I want to write a loss function which will create new variables according to the shape of input data. The matter is when I use my loss with loss.cuda(0), the data in it won’t move to gpu device, and if the input data is on gpu it will occur error.

I referred to the code of loss functions already exists in PyTorch and noticed there is a class named _WeightedLoss and is used in NLLLoss. But because the weight NLL use is created in its init and needn’t adjust according to the input data, I don’t think this way is suitable for my problem.

The function I want to write can approximately described like below:

class exampleLoss(nn.Module):
    def __init__(self):
    def forward(self,input, groundTruth):
        #some computation
        return result

I also noticed that the net I wrote before which also inherit from nn.Module can use net.cuda() to put all the layers and parameters to gpu even I don’t use functions like nn.ModuleList or nn.register_buffer. What’s the mechanism PyTorch used for collecting members of one class and make them available for cuda() operation?

Briefly, I want to use .cuda() to put my loss function which will create variables during forward() to gpu and is curious about the mechanism behind Module.cuda() operation.

Any help is appreciated.
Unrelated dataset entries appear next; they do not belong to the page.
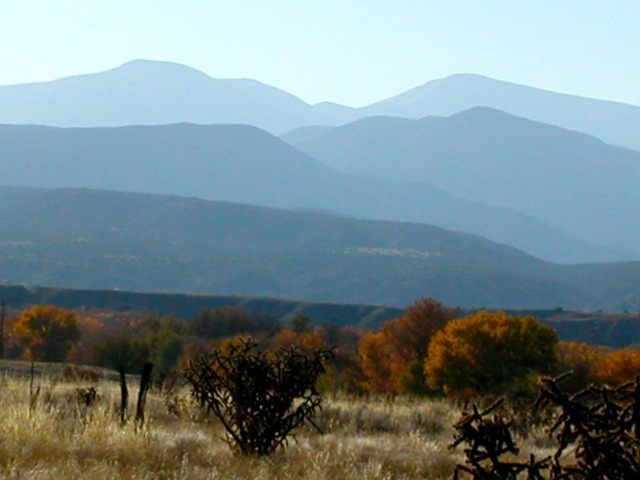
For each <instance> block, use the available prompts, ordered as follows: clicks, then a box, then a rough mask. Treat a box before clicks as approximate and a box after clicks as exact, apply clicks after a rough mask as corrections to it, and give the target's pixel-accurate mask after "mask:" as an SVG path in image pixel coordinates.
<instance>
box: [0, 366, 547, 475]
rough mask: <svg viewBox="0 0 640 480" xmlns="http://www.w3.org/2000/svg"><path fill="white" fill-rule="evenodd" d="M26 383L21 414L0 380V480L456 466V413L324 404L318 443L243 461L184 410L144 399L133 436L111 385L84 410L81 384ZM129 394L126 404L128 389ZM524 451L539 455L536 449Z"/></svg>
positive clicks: (354, 405) (437, 469) (205, 425)
mask: <svg viewBox="0 0 640 480" xmlns="http://www.w3.org/2000/svg"><path fill="white" fill-rule="evenodd" d="M35 383H36V384H37V385H40V387H41V393H40V396H39V399H38V403H37V405H36V407H35V409H34V410H33V411H30V409H29V380H28V378H26V377H19V376H16V375H15V374H4V375H3V376H1V377H0V478H7V479H39V480H40V479H61V478H65V479H75V478H77V479H81V478H82V479H85V478H90V479H92V480H103V479H123V478H124V479H184V480H186V479H189V480H191V479H194V480H195V479H255V480H270V479H292V480H293V479H295V480H299V479H309V480H316V479H317V480H321V479H322V480H324V479H337V480H339V479H345V480H346V479H350V480H351V479H363V480H382V479H434V480H436V479H445V478H451V474H452V471H453V467H454V465H455V464H456V463H457V462H460V461H462V454H461V452H460V450H458V451H456V452H452V451H450V450H448V449H447V445H448V444H450V443H451V440H452V438H453V431H452V429H451V425H452V424H453V423H454V421H455V420H456V419H457V418H459V410H458V409H457V408H455V407H453V406H451V405H450V404H448V403H447V402H445V401H435V400H434V401H430V400H411V399H396V400H393V401H392V400H385V399H377V398H373V399H355V398H350V397H341V396H334V397H330V398H327V399H326V401H325V403H324V409H323V410H322V412H321V413H320V414H319V415H318V416H317V417H316V419H315V420H316V423H317V424H318V425H319V426H320V427H321V428H322V429H323V430H324V432H325V433H324V435H320V434H318V433H317V432H316V431H315V430H314V429H313V428H311V427H304V428H302V429H301V430H300V431H298V432H297V434H296V438H295V439H293V440H292V441H291V442H290V445H289V447H288V448H287V449H286V450H284V451H281V452H278V453H277V454H275V455H273V456H271V457H268V458H245V457H240V456H237V455H234V454H233V453H232V452H231V451H230V450H229V448H228V446H227V445H226V443H224V441H222V440H221V437H222V436H223V434H224V432H223V431H222V429H221V426H220V425H219V424H218V423H217V422H216V421H214V420H209V421H206V420H204V421H203V419H202V418H197V417H198V415H197V410H193V409H192V410H191V411H188V409H184V408H183V415H182V416H181V417H177V416H175V415H172V414H170V413H169V412H168V410H167V407H166V398H167V397H166V396H163V395H160V394H159V393H155V392H151V393H150V396H149V399H148V408H147V419H148V421H147V423H146V425H145V426H144V428H142V429H141V430H139V431H136V429H135V427H134V425H133V422H131V421H130V422H128V423H127V424H126V425H124V426H122V425H121V424H120V422H119V421H118V419H117V412H116V409H115V405H117V404H118V402H119V389H118V385H117V384H116V383H114V382H112V381H108V380H103V381H101V382H99V383H98V384H96V386H97V389H98V401H97V404H96V405H95V406H93V407H89V408H86V407H84V406H79V405H78V403H77V401H76V398H75V388H77V387H79V386H87V385H88V384H86V383H85V384H82V383H65V382H61V381H55V377H41V378H38V379H36V382H35ZM130 391H131V392H130V393H131V398H132V400H134V399H135V395H136V394H137V389H136V388H135V387H133V386H130ZM178 394H179V395H180V396H182V397H183V398H186V395H187V392H186V391H182V392H178ZM174 395H175V394H174ZM131 404H132V405H131V406H132V407H133V404H134V402H133V401H132V402H131ZM183 406H184V405H183ZM527 448H528V449H529V450H530V451H534V452H535V453H536V454H540V453H541V452H544V451H546V445H544V442H543V443H540V444H539V445H538V444H536V443H535V442H533V443H532V442H529V445H528V447H527Z"/></svg>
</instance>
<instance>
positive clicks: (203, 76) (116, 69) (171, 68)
mask: <svg viewBox="0 0 640 480" xmlns="http://www.w3.org/2000/svg"><path fill="white" fill-rule="evenodd" d="M108 72H109V73H125V74H135V75H139V76H141V77H147V76H155V75H162V76H166V75H172V76H173V75H197V76H200V77H206V78H208V79H212V77H210V76H209V75H207V74H206V73H204V72H202V71H200V70H197V69H195V68H192V67H189V66H187V65H183V64H181V63H175V62H166V61H161V60H144V59H136V60H131V61H128V62H125V63H123V64H122V65H120V66H119V67H116V68H114V69H111V70H108ZM105 73H106V72H105Z"/></svg>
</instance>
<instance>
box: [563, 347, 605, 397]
mask: <svg viewBox="0 0 640 480" xmlns="http://www.w3.org/2000/svg"><path fill="white" fill-rule="evenodd" d="M557 350H558V362H559V363H558V373H565V372H568V371H571V372H572V374H571V376H570V377H569V378H568V379H566V380H565V381H564V382H562V387H563V388H564V389H565V390H567V391H569V392H577V391H579V390H582V389H584V388H586V387H587V386H588V385H589V384H590V383H592V382H593V381H594V378H593V374H594V371H595V366H596V364H597V363H598V362H599V361H600V359H601V358H602V356H603V353H602V350H601V349H599V348H597V347H594V346H592V345H589V344H586V343H580V342H558V347H557Z"/></svg>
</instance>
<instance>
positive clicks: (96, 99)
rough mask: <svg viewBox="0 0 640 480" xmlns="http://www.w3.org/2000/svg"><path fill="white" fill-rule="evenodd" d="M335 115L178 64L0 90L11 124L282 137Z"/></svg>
mask: <svg viewBox="0 0 640 480" xmlns="http://www.w3.org/2000/svg"><path fill="white" fill-rule="evenodd" d="M341 110H342V109H341V107H339V106H332V105H330V104H327V105H325V104H321V105H319V106H318V108H317V109H316V108H314V107H312V106H311V105H309V104H307V103H305V102H303V101H302V100H300V99H299V98H297V97H295V96H293V95H290V94H288V93H286V92H284V91H282V90H279V89H277V88H274V87H270V86H268V85H265V84H263V83H260V82H257V81H255V80H250V79H229V80H220V79H215V78H211V77H209V76H208V75H206V74H204V73H202V72H200V71H198V70H195V69H193V68H190V67H187V66H184V65H180V64H176V63H171V62H156V61H146V60H135V61H132V62H128V63H125V64H124V65H122V66H120V67H118V68H115V69H113V70H109V71H106V72H100V73H94V74H87V75H79V76H74V77H68V78H62V79H60V80H55V81H52V82H43V83H33V84H25V85H13V86H3V87H0V122H2V123H15V124H40V125H53V126H62V127H92V126H119V125H159V124H167V123H177V122H193V123H202V124H207V123H242V124H249V125H255V126H258V127H260V128H264V129H266V130H269V131H279V132H282V131H286V130H289V129H292V128H295V127H297V126H299V125H306V124H312V123H330V124H335V123H336V118H339V117H340V115H341V113H340V112H341ZM347 110H348V109H347ZM325 117H326V118H325Z"/></svg>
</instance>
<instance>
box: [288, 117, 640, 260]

Thanks!

1 Like


When you call .cuda() all the parameters and buffers of the module are moved to the gpu.
Parameters are everything that you saved as = nn.Parameter(args).
Buffers are any Tensor that you saved on self as = torch.rand(10).
All this is done in the __setattr__ functions of the Module if you want to check the implementation details.
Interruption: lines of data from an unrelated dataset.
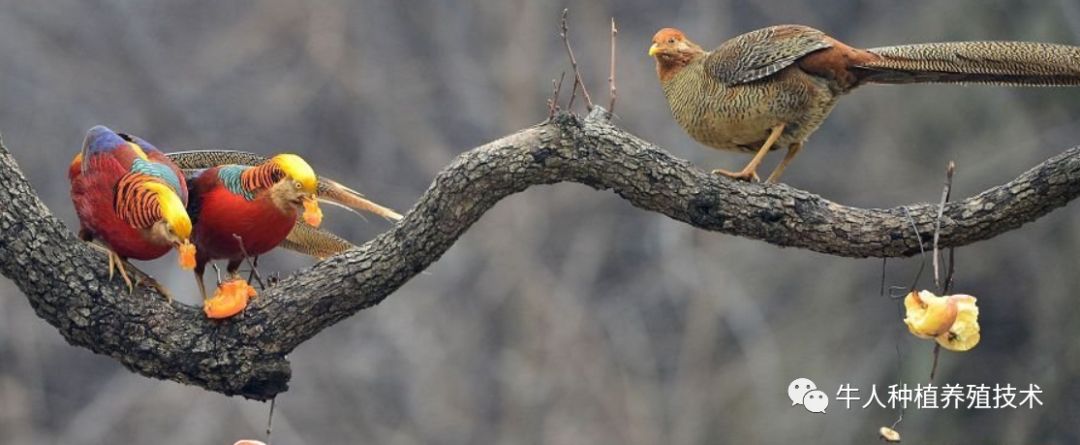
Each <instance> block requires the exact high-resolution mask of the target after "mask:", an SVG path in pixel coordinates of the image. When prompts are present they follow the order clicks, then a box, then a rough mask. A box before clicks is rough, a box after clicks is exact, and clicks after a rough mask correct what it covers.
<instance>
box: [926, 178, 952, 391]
mask: <svg viewBox="0 0 1080 445" xmlns="http://www.w3.org/2000/svg"><path fill="white" fill-rule="evenodd" d="M954 173H956V162H953V161H948V166H947V167H945V188H944V189H943V190H942V201H941V204H940V205H939V206H937V219H936V221H934V286H936V287H937V289H939V291H940V292H941V293H942V295H948V293H949V291H950V289H951V287H953V286H951V283H953V272H954V271H955V270H956V269H955V267H956V262H955V255H954V253H955V252H956V251H955V250H954V248H951V247H950V248H949V256H948V258H949V261H948V272H947V273H946V275H945V284H944V285H943V284H942V281H941V268H940V267H939V261H940V260H941V252H940V251H939V250H937V239H939V237H940V235H941V231H942V217H943V216H944V214H945V204H946V203H948V199H949V197H951V195H953V174H954ZM941 353H942V346H941V343H934V360H933V363H932V364H931V365H930V381H931V382H933V381H934V376H936V375H937V360H939V358H940V356H941Z"/></svg>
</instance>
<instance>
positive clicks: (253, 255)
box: [168, 150, 401, 319]
mask: <svg viewBox="0 0 1080 445" xmlns="http://www.w3.org/2000/svg"><path fill="white" fill-rule="evenodd" d="M168 156H170V157H171V158H172V159H174V160H176V161H177V163H178V164H179V165H180V166H181V167H185V168H186V170H189V168H190V170H189V171H190V172H191V176H190V185H191V186H190V187H191V197H192V199H191V202H190V205H189V212H190V214H191V215H192V217H193V218H194V222H195V229H194V240H195V245H197V246H200V247H199V255H198V256H197V261H195V279H197V281H198V285H199V288H200V291H201V292H202V295H203V301H204V304H203V310H204V312H205V313H206V315H207V316H210V318H213V319H224V318H229V316H232V315H234V314H235V313H238V312H240V311H241V310H243V309H244V307H246V305H247V300H248V298H251V297H254V296H255V294H256V293H255V289H254V287H252V286H251V285H249V284H248V283H247V282H246V281H244V280H243V279H241V278H240V277H239V275H238V274H237V271H238V269H239V268H240V265H241V261H243V259H244V258H245V257H252V258H257V257H258V256H259V255H262V254H265V253H267V252H269V251H271V250H273V248H274V247H276V246H279V245H280V246H283V247H286V248H291V250H295V251H297V252H301V253H305V254H308V255H312V256H316V257H325V256H329V255H334V254H337V253H340V252H342V251H345V250H347V248H349V247H351V246H352V244H350V243H349V242H347V241H345V240H342V239H340V238H338V237H336V235H334V234H333V233H329V232H325V231H321V230H318V229H314V227H318V226H319V224H320V222H321V220H322V211H320V210H319V204H318V200H324V201H326V202H330V203H334V204H336V205H341V206H345V207H347V208H349V210H353V211H359V210H363V211H367V212H373V213H376V214H378V215H380V216H383V217H387V218H389V219H400V218H401V215H399V214H397V213H395V212H393V211H391V210H389V208H387V207H383V206H381V205H378V204H376V203H374V202H370V201H367V200H366V199H364V198H363V197H362V195H361V194H360V193H359V192H355V191H353V190H351V189H349V188H347V187H345V186H341V185H340V184H338V183H336V181H334V180H330V179H328V178H321V177H318V176H316V175H315V174H314V171H313V170H312V168H311V166H310V165H309V164H308V163H307V162H306V161H303V160H302V159H301V158H300V157H298V156H295V154H278V156H275V157H273V158H270V159H266V158H262V157H259V156H257V154H252V153H245V152H240V151H228V150H202V151H187V152H177V153H170V154H168ZM222 163H226V164H224V165H221V164H222ZM240 163H248V164H255V165H242V164H240ZM205 166H210V167H208V168H205V170H199V171H195V170H193V168H199V167H205ZM300 208H302V217H301V218H299V219H302V221H303V222H302V224H297V219H298V211H299V210H300ZM213 259H228V260H229V262H228V266H227V268H226V270H227V272H228V273H229V274H230V280H228V281H227V282H225V283H222V284H221V285H220V286H219V287H218V289H217V291H216V292H215V295H214V297H212V298H206V292H205V287H204V285H203V272H204V271H205V267H206V264H207V262H210V261H211V260H213Z"/></svg>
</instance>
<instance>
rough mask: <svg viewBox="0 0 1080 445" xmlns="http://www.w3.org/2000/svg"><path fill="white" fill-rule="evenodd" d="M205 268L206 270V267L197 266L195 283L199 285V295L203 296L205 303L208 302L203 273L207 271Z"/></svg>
mask: <svg viewBox="0 0 1080 445" xmlns="http://www.w3.org/2000/svg"><path fill="white" fill-rule="evenodd" d="M205 268H206V266H205V265H201V266H197V267H195V283H197V284H198V285H199V294H200V295H202V297H203V301H206V300H207V298H206V285H205V284H203V278H202V275H203V272H204V271H205Z"/></svg>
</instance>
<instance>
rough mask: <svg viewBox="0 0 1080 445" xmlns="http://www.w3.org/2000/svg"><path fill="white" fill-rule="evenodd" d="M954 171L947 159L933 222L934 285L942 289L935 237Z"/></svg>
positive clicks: (941, 228)
mask: <svg viewBox="0 0 1080 445" xmlns="http://www.w3.org/2000/svg"><path fill="white" fill-rule="evenodd" d="M954 173H956V162H953V161H948V167H946V168H945V189H944V190H942V201H941V204H940V205H939V206H937V221H936V222H934V286H937V289H939V291H941V289H942V282H941V274H940V273H939V270H940V268H939V267H937V261H939V259H940V257H941V254H940V252H939V251H937V239H939V238H940V235H941V231H942V217H943V216H944V215H945V203H947V202H948V198H949V195H950V194H951V193H953V174H954Z"/></svg>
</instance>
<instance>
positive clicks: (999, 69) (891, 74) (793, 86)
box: [649, 25, 1080, 183]
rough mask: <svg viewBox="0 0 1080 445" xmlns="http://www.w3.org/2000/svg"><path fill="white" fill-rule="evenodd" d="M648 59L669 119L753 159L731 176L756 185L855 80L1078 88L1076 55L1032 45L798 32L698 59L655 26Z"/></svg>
mask: <svg viewBox="0 0 1080 445" xmlns="http://www.w3.org/2000/svg"><path fill="white" fill-rule="evenodd" d="M649 55H650V56H652V57H654V58H656V62H657V75H658V77H659V78H660V83H661V85H662V86H663V91H664V96H665V97H666V98H667V104H669V105H670V106H671V110H672V114H673V116H674V118H675V121H676V122H678V124H679V125H680V126H681V127H683V129H684V130H686V132H687V133H689V134H690V137H692V138H694V139H696V140H698V141H699V143H701V144H704V145H706V146H710V147H713V148H718V149H723V150H734V151H742V152H747V153H755V154H754V158H753V159H752V160H751V161H750V163H748V164H747V165H746V166H745V167H744V168H743V170H741V171H739V172H728V171H724V170H715V171H713V173H716V174H721V175H725V176H729V177H732V178H738V179H746V180H748V179H752V178H757V173H756V172H757V167H758V165H759V164H760V163H761V160H762V159H764V158H765V154H766V153H767V152H768V151H770V150H774V149H778V148H780V147H784V148H786V149H787V154H786V156H785V157H784V159H783V160H782V161H781V162H780V164H779V165H778V166H777V167H775V170H774V171H773V172H772V174H771V175H769V178H768V180H769V181H771V183H774V181H777V180H778V179H780V175H781V174H783V172H784V168H786V167H787V165H788V164H789V163H791V162H792V159H794V158H795V156H796V154H797V153H798V152H799V150H800V149H801V148H802V145H804V143H806V140H807V137H809V136H810V134H812V133H813V132H814V131H815V130H818V127H819V126H821V124H822V122H823V121H824V120H825V118H826V117H828V113H829V112H831V111H832V110H833V107H834V106H835V105H836V100H837V99H838V98H839V96H840V95H841V94H845V93H847V92H849V91H851V90H853V89H854V87H856V86H859V85H862V84H864V83H929V82H941V83H993V84H1002V85H1042V86H1058V85H1080V48H1078V46H1069V45H1062V44H1052V43H1037V42H947V43H922V44H908V45H900V46H887V48H875V49H869V50H860V49H856V48H852V46H849V45H847V44H845V43H842V42H840V41H838V40H836V39H834V38H832V37H828V36H826V35H825V33H824V32H822V31H819V30H816V29H813V28H810V27H807V26H800V25H780V26H773V27H769V28H764V29H758V30H755V31H751V32H747V33H744V35H742V36H739V37H735V38H733V39H731V40H728V41H727V42H725V43H723V44H721V45H720V46H718V48H717V49H715V50H713V51H711V52H706V51H704V50H702V48H701V46H699V45H698V44H697V43H693V42H692V41H690V40H689V39H687V38H686V36H685V35H684V33H683V31H679V30H678V29H674V28H664V29H661V30H660V31H658V32H657V33H656V36H653V37H652V45H651V46H650V48H649Z"/></svg>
If you create new tensors during the forward, it’s your responsability to create them with the right type. The set of functions torch.*_like(input) and input.new_*(new_tensor_size) can be used to easily create new tensors with the same type/device(/size) as other tensors.


Thanks for your reply. I haven’t noticed the device of torch.*_like(input) is also the same as that of input until you remind me. I will check __setattr__ for details. And that’s the second time you answered me. Thanks again!:grin:


Does model_cuda = model_cpu.cuda() also copy the model_cpu.state_dict() to model_cuda?



The .cuda() of is inplace for Modules. So you can simply do model.cuda() to transform model from cpu to cuda.

1 Like

Oh right! I just got to know that! Interesting that tensor.cuda() returns a copy of the tensor but model.cuda() is in-place.